What is a SIM card?
In its familiar card format, A SIM (subscriber identity module) consists of a contact chip encased in protective plastic. This chip contains a device’s authentication credentials, enabling the device to access a cellular network. For business users, IoT SIM cards perform additional useful roles, making it easier to monitor and configure devices, and manage your IoT projects remotely.
Here’s a closer look at traditional SIM cards, alongside the more recent embedded (eSIM) format.
What are the different types of SIM cards?
Smartphone SIM cards vs. IoT SIM cards
A smartphone SIM card is essentially an authentication tool: it contains key device information to enable the user to connect with the network.
An IoT SIM card performs this basic connectivity task, but it also does a lot more. An IoT SIM card can store and transmit device and data usage information, which can then be collected and aggregated on a cloud-based platform. This allows you to manage and configure your IoT devices remotely. For instance, you might need to temporarily disable connections on some devices at certain times, for security or cost reasons.
Unlike most phone SIM cards, a single IoT SIM can enable access to multiple networks. This helps ensure maximum coverage and a more reliable connection.
Dynamic vs fixed IP SIM cards
Consumer devices usually use dynamic IP addresses: i.e. the address changes every time the device connects to the internet (this helps preserve the consumer’s privacy).
In an IoT system however, dynamic addresses can make it more difficult to keep track of devices. This is why static (fixed) IP addresses – i.e. addresses that never change – may be preferable for IoT usage. The optimal set-up should give you visibility over your devices, along with suitable data encryption to ensure end-to-end security
Industrial and automotive IoT SIM cards
Industrial IoT SIM cards are designed to be resistant to temperature extremes, vibration and corrosion. This durability makes them suitable for heavy duty applications such as plant temperature sensors and production line monitoring equipment. Likewise, automotive SIMs are made to withstand all weathers, vibrations and motion, for use on fleet vehicles.
SIM card form factors
In terms of size, these are the main categories of removable SIM:
- Mini-SIM (2FF) (25mm x 15mm).
Typically seen in larger and fixed-location devices such as refrigeration units and payment points.
- Micro-SIM (3FF) (15mm x 12mm).
Used most often in portable devices such as hand-held trackers, tablets and monitoring equipment.

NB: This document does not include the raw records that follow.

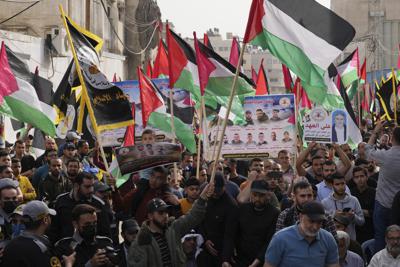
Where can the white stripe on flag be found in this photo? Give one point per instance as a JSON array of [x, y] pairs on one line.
[[278, 23]]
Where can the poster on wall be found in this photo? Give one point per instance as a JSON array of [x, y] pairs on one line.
[[183, 104], [139, 157], [324, 126], [269, 127]]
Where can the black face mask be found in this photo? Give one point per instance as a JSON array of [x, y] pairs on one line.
[[83, 197], [88, 232], [9, 206]]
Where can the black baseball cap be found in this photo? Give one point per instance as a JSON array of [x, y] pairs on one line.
[[259, 186], [157, 204], [344, 220], [314, 210], [192, 181], [130, 225]]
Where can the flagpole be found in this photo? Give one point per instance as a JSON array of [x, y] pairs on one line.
[[84, 89], [394, 97], [199, 139], [215, 137], [228, 111], [171, 106], [359, 106]]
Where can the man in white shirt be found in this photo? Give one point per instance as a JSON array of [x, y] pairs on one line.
[[389, 256]]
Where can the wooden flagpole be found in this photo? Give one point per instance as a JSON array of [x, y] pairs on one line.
[[201, 133], [228, 111], [84, 89]]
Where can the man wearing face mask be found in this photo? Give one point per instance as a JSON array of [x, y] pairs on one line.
[[81, 193], [17, 223], [129, 231], [8, 203], [32, 248], [73, 169], [303, 194], [304, 244], [159, 240], [54, 184], [253, 241], [91, 249]]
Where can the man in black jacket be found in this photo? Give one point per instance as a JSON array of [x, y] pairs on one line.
[[255, 226], [218, 227], [81, 193]]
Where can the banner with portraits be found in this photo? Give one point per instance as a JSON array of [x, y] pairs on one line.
[[182, 102], [269, 127], [323, 126], [143, 156]]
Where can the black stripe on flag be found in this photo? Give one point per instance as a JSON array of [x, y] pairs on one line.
[[211, 54], [319, 20], [187, 49]]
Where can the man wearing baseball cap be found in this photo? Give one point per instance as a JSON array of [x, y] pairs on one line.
[[252, 241], [159, 240], [305, 243], [32, 248]]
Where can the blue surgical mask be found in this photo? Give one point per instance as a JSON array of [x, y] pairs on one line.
[[17, 229]]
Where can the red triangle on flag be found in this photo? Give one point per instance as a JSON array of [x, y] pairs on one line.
[[161, 61], [204, 66], [175, 55], [253, 74], [8, 83], [149, 97], [149, 70], [262, 82], [129, 139], [235, 51]]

- Nano-SIM (4FF) (12.3mm x 8.8mm).
A popular form factor for wearables.
How do SIM cards work?
A SIM card contains the information necessary for two or more devices to connect with each other via a cellular network. In simple terms, when a device needs to make a connection, the SIM starts by looking for networks. Once a network is found, the SIM sends certain code numbers (see below) to the network tower. The network then checks whether the device is authorised to connect. If so, it gives the device network access and locks it in.

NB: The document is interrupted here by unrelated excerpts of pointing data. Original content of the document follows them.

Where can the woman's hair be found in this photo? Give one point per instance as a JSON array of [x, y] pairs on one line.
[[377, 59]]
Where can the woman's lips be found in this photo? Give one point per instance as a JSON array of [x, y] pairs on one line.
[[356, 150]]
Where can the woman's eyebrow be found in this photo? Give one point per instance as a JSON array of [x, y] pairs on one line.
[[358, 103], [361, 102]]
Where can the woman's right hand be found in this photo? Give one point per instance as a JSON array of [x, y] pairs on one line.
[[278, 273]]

What information is stored on SIM cards?
The authentication credentials stored on both regular and IoT SIMs are as follows:
- ICCD (integrated circuit card identifier). This is the unique identifier allocated to each SIM.
- Authentication Key (Ki). This unique authentication key is used to verify whether the device is authorised to access the network.
- Location Area Identity (LAI). Consisting of a mobile country code (MCC), mobile network code (MNC) and location area code (LAC), the LAI allows the network to identify the location of the SIM card.
What are eSIMs?
With an eSIM, “e” stands for embedded. Instead of being incorporated into a removable plastic card, the eSIM is embedded into the device’s circuitry.
An eSIM is equipped with a “bootstrap” profile, allowing remote provisioning. So let’s say you are deploying a new IoT device in the field. To get the device initially set up on your network of choice, the network provider simply sends a SIM profile to the device to override the bootstrap. If you want to change provider later on, the new operator can send over a new profile to overwrite the existing one. There’s no physical swapping of cards required, which means less hassle and lower reconfiguration costs.
eSIMs are also designed to last for the lifetime of the device, which again helps to ensure lower maintenance costs.
How are SIM cards used in IoT?
For all industrial, commercial and customer-facing IoT applications, SIM cards are essential both for ensuring reliable connections between devices, as well as for enabling easier IoT project management. With multiple options available, it should also be possible to choose a form factor that meets your connectivity needs while keeping costs as low as possible for maximum lifetime value.